I’m afraid we have had to cancel tomorrow’s (Wednesday 27 January) London PUS seminar, due to unforeseen circumstances.  Our apologies to everyone who was planning to come.
 
The next seminar will be at 4.15pm on Wednesday 24th February 2016, in room QUE3 28/29 at LSE and we are delighted to announce that our speaker will be Professor Martin Bauer from LSE, talking about ‘Atoms, Bytes and Genes – Public Resistance and TechnoScientific responses’.  His abstract is below and more details are on our website.
 
Subsequent seminars will be on 16th March and 25th May 2016. Details of speakers to follow.
 
Hope to see you in February.
 
Best wishes
 
Jane Gregory
Martin Bauer
Simon Lock
Melanie Smallman
 
 
4.15pm, Wednesday 24th February 2016, Room QUE3 28/29, LSE
 
Professor Martin Bauer, LSE: ‘Atoms, Bytes and Genes – Public Resistance and TechnoScientific responses’. 

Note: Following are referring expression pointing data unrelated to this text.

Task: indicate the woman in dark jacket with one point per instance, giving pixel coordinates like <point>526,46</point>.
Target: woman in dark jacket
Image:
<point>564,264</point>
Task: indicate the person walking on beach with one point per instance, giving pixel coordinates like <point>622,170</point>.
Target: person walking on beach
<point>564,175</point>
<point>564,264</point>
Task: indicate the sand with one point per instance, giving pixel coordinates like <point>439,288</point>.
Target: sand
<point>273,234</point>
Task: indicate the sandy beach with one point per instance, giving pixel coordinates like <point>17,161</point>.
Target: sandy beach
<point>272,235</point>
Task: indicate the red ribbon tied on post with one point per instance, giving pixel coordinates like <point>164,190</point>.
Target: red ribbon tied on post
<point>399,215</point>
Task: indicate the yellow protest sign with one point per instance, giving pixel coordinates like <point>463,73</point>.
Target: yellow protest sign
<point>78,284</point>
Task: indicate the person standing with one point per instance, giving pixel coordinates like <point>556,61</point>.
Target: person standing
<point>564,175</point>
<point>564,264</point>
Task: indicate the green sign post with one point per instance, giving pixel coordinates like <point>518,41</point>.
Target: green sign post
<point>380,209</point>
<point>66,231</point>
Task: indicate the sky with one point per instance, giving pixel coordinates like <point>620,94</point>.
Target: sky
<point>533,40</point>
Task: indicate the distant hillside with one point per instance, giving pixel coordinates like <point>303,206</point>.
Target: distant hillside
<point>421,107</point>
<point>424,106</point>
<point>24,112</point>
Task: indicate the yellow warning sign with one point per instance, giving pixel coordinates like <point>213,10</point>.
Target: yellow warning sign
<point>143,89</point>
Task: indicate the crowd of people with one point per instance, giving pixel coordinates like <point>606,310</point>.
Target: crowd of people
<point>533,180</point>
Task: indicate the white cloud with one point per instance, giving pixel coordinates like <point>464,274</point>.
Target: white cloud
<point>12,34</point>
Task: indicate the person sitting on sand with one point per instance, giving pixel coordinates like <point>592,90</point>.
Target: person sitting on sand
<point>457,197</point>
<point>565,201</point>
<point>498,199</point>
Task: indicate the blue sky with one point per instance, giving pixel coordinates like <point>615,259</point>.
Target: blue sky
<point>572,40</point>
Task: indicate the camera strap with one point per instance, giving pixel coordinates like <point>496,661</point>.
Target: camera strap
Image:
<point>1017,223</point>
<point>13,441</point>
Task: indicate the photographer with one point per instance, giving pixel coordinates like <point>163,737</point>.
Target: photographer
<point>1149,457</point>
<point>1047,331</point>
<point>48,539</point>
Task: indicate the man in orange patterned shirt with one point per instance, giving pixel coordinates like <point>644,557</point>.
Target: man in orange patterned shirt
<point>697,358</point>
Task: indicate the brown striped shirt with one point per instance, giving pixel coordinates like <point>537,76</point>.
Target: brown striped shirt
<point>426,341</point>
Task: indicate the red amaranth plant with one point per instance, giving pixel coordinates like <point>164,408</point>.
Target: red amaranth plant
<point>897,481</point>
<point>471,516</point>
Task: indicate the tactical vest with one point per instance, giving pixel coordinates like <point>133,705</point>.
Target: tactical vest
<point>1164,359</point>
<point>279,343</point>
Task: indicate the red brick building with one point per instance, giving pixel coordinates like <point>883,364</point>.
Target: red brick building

Martin Bauer will present and discuss the key theoretical ideas of his recent books ‘Resistance – and the Practice of Rationality (Cambridge, Scholars, 2013) and ‘Atoms, Bytes & Genes – public resistance and techno-scientific responses (NY, Routledge, 2015). Tarde (1890) had influentially argued that creativity and invention have none or little regularity, while the diffusion of new ideas and practices follows the ’laws of imitation’. This influential idea of mindless-but-lawful imitation remains influential in the model of diffusion of innovation and the linear model of science -> engineering -> marketing. He will argue that the logistic-sigmoid model of diffusion with the tipping point (maybe at 50%) is a special case, namely when there is no resistance in the process; a very rare case which begs the question: why does the dog not bark (as in Sherlock Holme’s story)? Why is there no resistance? More common are efforts of mobilisation for change processes that encounter resistance, and then we must ask: what does resistance contribute to the process? He will argue that the functions of resistance are analogous to pain in relation to everyday activity: focussing attention where needed; enhancing the ‘bodily self-image’, evaluating on-going mobilisation and urging strategic adaptation and alterations to the plan. His pain model of resistance is a more realistic account of the innovation process.  He will illustrate the points made with observations on the development biotechnology in Brazil, US and Europe since the 1990 and its impact.